The group struck a deal with Barclays Bank to provide Sportingbet with bridging facilities to cover the deferred consideration due to be paid to Sportsbook's former owners. Sportsbook has traded above expectations since being bought in July last year, the company said.
Sportingbet FD Andy McIver said: "Its been a fairly quiet quarter but we have made good progress in terms of customer growth and will be fully profitable at the end of the year, some 12 months ahead of expectations."
In a tradionally flat period for sporting events, the company continued to make progress in attracting new customers, entirely by way of organic growth; nearly 50,000 have been added since the end of March. It said the World Cup directly contributed 11,000 new customers and more than 300,000 bets were placed.
McIver revealed that the company is to launch its own peer-to-peer betting exchange in the UK and US in the coming weeks. He said: "We have partnered with Trading Sports in the UK, which is acting as a third-party to bring together other bookmakers into the fray. In the US, we have 500,000 customers, and believe that this user base offers the liquidity needed to operate a peer-to-peer exchange."
Recent attempts to introduce hardline regulation of the online gaming market in the US have been resisted and McIver believes that, for the first time, a pro-online gaming bill will be brought before the House next year.
"I expect this to fail but it will represent an important first step towards liberalisation.
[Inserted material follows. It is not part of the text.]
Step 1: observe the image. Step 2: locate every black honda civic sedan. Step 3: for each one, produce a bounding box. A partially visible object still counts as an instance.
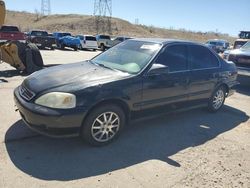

Gradually, those congressmen behind the negative bills are finding it harder and harder to find sponsorship. In any case, we are four or five years away from a solution in the US," he said.
Sportingbet recently secured a bookmaker's licence in the UK and has relocated from Alderney to take advantage of changes in gaming advertising laws, allowing it to market its services to the 100,000 UK-based customers it has on its books, as well as other prospective punters.
Shares shed 4.4% to 76.5p, valuing Sportingbet at £117m, a discount to net assets.